3. Under Extracted: Wrong Coffee-to-Water Ratio
Determining the appropriate amount of water to use in brewing the perfect cup of coffee may take some trial and error. Personal preference also influences how much water you’ll want to use, but keep in mind that too little water will affect the taste.
Using too little water in the brewing process can lead to sour-tasting coffee. If only using a small amount of water, the coffee is not allowed the entire time it needs for the full flavor to be extracted from the coffee grounds. This will lead to that sour taste.
If you want to read more about how much water to use, check out our other article, “What is the best coffee to water ratio?”
4. Under Extracted: Wrong Water Temperature
Unfortunately, under extraction can result from your coffee maker not functioning correctly. If your coffee machine is older, it may have difficulty heating the water to the needed temperature.
When this occurs, water has a difficult time extracting. As a result, all the good oils and coffee flavors are prevented from being fully extracted, and the taste of your coffee will suffer. What you end up getting is underdeveloped sour coffee.
You’ll want the water to be between 195 and 205 degrees Fahrenheit, which is a tad bit cooler than the boiling point of water (212 degrees Fahrenheit).

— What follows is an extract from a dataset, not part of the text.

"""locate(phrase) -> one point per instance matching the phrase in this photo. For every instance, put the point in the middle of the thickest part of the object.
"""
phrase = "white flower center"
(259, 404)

NOTE: If your water exceeds 205 degrees, your grounds will be over-extracted and produce bitter-tasting coffee. Also, keep in mind that if you live at a higher elevation, water will boil at around 195 degrees.
Consider reading: Should I Brew Coffee With Boiling Water?
5. Under Extracted: Short Extraction Time
Depending on what coffee brewing method you’re using, you may not be brewing for long enough. If you’re using an immersion brew or pour-over, you can control how long extraction is. If using a drip machine or Keurig, you may have something wrong with the device.
When the brew time is too short, the water does not have enough time to extract all the good oils and flavor from the coffee grounds.
Different compounds of the grounds are extracted at different times of the brewing process. If not enough time is allowed, only the fats and acids are extracted resulting in a sour taste.
If using a French Press, add about twenty seconds before pushing down the filter. If using a pour-over, just pour the water slower than previously done.
6. Under-Roasted Coffee Beans
When coffee tastes sour, it is typically due to under-extraction, but sometimes it is an issue with the roasting process. When beans are roasted, they go through chemical changes, Maillard reaction. During the process, the natural flavors and aromas of the coffee beans become pronounced.
When a batch of coffee beans are stopped too early in the roasting process, instead of making the desired sweetness, you’ll end up with sour flavors.
How to Fix Sour Coffee?
Before we finish up, let’s quickly go over what to do if you’re dealing with sour coffee.
- Buy fresh beans
- Use finer grind size
- Use more water when brewing
- Use hotter water (not boiling)
- Lengthen extraction time
- Ensure your beans are high-quality Arabica beans
Last Notes Sour Tasting Coffee
I recommend only trying one of these fixes at a time. If you do all of them at once, or just two, you won’t necessarily know which problem you were having and will most likely end up with an over-extraction cup of coffee. And no one wants a bitter taste in their cup of coffee.
Hopefully, you’ll be able to determine the cause of your coffee tastes sour after reading this and doing your investigative work. Remember to check your coffee beans first for staleness, and then if that isn’t the cause of your salty coffee, follow our other recommendations on preventing under extraction.